Model Acquisition. It is the module of the architecture in charge of constructing Replicodes models from
the data supplied by the Area of Interest.
Model Revision. It is the module of the architecture in charge of revising the behaviour of the current
models, and deciding the need of better models or new models (to explain new behaviours)
Performance. It is the way the Reaction System (or models in it) interacts with the environment.
Global performance. It is a measure of the performance of the Reaction System.
Local performance. It is a measure of the performance of models in the Reaction System.
Program. It is a Replicode construct. “Programs react to incoming objects. A program defines a pattern of
time-constrained object sequences, including patterns and guards (conditions) on the individual incoming
objects and produces new objects built from the incoming ones, said new objects being called productions.
Programs are reactive, i.e. they perform as described whenever incoming objects match the time-pattern
and guards. The transformation of inputs into productions is called reduction.

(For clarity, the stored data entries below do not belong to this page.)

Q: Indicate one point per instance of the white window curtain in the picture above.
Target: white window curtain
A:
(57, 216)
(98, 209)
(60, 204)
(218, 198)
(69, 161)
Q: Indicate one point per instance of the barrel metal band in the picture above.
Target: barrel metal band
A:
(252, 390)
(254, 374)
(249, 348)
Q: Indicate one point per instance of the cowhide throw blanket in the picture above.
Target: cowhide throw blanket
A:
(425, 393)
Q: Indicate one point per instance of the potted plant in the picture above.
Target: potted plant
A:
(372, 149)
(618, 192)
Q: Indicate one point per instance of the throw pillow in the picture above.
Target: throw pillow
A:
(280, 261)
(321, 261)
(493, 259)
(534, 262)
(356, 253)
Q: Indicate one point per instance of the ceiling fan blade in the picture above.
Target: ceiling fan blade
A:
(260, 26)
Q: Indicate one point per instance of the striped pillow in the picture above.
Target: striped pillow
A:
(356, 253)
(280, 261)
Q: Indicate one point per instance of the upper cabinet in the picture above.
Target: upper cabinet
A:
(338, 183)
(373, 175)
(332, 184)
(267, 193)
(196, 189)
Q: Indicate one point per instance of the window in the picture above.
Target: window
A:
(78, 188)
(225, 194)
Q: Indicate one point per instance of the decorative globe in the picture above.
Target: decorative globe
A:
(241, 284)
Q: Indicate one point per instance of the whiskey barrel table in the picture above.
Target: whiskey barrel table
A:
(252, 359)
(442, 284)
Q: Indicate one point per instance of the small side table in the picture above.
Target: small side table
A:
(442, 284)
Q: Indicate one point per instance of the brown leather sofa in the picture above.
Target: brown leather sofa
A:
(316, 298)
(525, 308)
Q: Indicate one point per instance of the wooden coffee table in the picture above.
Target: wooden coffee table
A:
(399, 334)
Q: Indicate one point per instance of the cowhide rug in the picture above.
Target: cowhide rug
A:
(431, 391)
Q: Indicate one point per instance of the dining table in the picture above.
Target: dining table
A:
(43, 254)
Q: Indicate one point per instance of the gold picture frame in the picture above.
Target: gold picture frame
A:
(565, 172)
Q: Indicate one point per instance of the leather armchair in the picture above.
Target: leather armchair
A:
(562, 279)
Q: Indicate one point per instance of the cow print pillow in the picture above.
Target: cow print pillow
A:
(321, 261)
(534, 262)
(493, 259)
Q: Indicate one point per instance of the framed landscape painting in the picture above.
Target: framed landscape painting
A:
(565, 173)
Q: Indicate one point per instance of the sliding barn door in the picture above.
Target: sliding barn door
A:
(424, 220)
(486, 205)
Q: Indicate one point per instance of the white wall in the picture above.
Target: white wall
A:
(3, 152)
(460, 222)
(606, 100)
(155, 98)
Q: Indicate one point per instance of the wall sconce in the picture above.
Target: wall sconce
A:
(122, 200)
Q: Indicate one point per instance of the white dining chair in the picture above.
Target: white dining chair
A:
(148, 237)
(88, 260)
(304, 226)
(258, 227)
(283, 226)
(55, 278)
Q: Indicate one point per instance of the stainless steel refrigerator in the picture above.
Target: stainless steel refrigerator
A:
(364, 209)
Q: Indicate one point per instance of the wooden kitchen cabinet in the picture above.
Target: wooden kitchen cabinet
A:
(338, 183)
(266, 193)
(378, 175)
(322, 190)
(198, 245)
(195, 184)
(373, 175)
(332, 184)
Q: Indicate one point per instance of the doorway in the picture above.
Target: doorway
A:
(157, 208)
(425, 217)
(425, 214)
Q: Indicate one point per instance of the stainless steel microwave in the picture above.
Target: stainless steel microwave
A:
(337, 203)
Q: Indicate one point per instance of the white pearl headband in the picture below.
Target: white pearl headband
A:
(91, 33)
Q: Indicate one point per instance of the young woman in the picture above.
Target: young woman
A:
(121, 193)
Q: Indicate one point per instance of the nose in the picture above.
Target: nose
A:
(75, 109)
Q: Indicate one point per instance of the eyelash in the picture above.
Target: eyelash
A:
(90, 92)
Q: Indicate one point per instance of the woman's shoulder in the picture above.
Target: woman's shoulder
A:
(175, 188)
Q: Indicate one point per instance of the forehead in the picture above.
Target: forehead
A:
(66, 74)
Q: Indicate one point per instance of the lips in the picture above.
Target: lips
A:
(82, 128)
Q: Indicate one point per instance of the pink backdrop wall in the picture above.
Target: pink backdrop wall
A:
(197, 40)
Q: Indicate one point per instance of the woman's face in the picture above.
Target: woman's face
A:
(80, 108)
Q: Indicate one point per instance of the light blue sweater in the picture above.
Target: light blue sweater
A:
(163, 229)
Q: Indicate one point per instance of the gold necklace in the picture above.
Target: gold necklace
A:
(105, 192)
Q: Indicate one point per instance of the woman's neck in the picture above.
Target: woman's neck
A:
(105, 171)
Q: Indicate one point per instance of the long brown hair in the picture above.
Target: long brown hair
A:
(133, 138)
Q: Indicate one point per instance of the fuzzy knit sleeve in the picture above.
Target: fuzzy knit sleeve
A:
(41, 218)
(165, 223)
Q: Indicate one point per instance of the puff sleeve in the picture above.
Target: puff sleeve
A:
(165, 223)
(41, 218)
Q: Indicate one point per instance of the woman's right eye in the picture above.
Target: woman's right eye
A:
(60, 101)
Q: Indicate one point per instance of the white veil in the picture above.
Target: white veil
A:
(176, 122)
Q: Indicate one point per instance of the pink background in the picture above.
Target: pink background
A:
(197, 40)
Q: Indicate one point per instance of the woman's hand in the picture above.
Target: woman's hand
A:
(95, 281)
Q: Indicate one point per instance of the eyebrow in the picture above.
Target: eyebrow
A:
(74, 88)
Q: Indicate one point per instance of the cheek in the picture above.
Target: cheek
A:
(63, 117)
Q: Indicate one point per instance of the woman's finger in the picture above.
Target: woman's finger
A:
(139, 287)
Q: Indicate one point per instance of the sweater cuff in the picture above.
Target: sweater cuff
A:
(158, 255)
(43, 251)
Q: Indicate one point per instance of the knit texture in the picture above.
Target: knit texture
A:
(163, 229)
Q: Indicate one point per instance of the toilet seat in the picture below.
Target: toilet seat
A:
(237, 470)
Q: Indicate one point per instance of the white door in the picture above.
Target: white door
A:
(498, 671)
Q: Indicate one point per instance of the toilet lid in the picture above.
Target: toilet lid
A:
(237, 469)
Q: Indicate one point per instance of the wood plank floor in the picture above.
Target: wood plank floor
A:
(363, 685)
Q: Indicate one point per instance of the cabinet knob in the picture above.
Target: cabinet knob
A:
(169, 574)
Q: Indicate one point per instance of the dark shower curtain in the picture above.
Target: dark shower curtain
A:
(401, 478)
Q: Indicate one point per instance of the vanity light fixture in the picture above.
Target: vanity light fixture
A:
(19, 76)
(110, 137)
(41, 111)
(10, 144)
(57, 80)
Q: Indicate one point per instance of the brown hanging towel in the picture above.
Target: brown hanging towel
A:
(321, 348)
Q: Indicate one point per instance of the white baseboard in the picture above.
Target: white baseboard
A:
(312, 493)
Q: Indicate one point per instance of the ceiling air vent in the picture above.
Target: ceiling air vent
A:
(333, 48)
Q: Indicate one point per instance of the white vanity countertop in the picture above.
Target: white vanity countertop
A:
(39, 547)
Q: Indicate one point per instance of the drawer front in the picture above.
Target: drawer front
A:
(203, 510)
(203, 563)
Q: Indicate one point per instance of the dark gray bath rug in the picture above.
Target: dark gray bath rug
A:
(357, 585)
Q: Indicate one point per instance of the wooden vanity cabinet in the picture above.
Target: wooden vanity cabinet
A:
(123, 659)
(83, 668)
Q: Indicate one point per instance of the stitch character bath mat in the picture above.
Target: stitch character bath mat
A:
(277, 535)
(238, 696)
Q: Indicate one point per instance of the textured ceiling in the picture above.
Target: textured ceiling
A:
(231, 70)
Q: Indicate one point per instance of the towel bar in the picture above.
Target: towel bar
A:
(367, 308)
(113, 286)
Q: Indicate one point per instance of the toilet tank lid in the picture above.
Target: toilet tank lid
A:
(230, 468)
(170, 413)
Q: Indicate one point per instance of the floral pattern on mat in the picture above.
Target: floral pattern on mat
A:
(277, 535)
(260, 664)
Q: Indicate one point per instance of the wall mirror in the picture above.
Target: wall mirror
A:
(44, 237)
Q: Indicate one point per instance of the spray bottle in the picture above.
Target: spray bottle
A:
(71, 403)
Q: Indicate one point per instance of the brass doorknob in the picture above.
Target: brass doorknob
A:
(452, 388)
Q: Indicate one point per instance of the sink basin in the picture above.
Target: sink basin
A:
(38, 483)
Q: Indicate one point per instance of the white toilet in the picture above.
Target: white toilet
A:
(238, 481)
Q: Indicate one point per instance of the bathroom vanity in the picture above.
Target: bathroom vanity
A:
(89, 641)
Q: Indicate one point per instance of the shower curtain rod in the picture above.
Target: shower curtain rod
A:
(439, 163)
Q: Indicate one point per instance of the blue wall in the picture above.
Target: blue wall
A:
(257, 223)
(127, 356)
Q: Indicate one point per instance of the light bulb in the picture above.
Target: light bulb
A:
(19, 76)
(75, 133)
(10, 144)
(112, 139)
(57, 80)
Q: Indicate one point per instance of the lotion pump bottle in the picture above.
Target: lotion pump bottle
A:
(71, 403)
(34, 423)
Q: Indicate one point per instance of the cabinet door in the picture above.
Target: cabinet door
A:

Programs are state-less and have no side-effects.” [from Replicode language specification v1.1a]
Progress Monitoring. It is a module of the architecture in charge of measuring global and local
performances. It also provides relevant information to the Attention Control module.
Reaction System. It is a module of the architecture in charge of interacting with the environment.
Reactively. Computing an action given the inputs and goals.
Reduction. It is the procedure of executing a program or model, it happens when the input conditions are
satisfied.
Schema. It is a model based controller, composed of a pair of coupled forward and inverse models.
Simulation. It is the execution of models/schemas given an initial input and goals, removing the
connection to the environment. Actions computed in the simulation are the new inputs for subsequent
simulation cycles.
State. It is the value of a system variable.
System. It is a set of interrelated variables in a defined boundary.
WCET (Worst case execution time). It is an estimation of how long would it take the execution of a
program considering the worst scenario.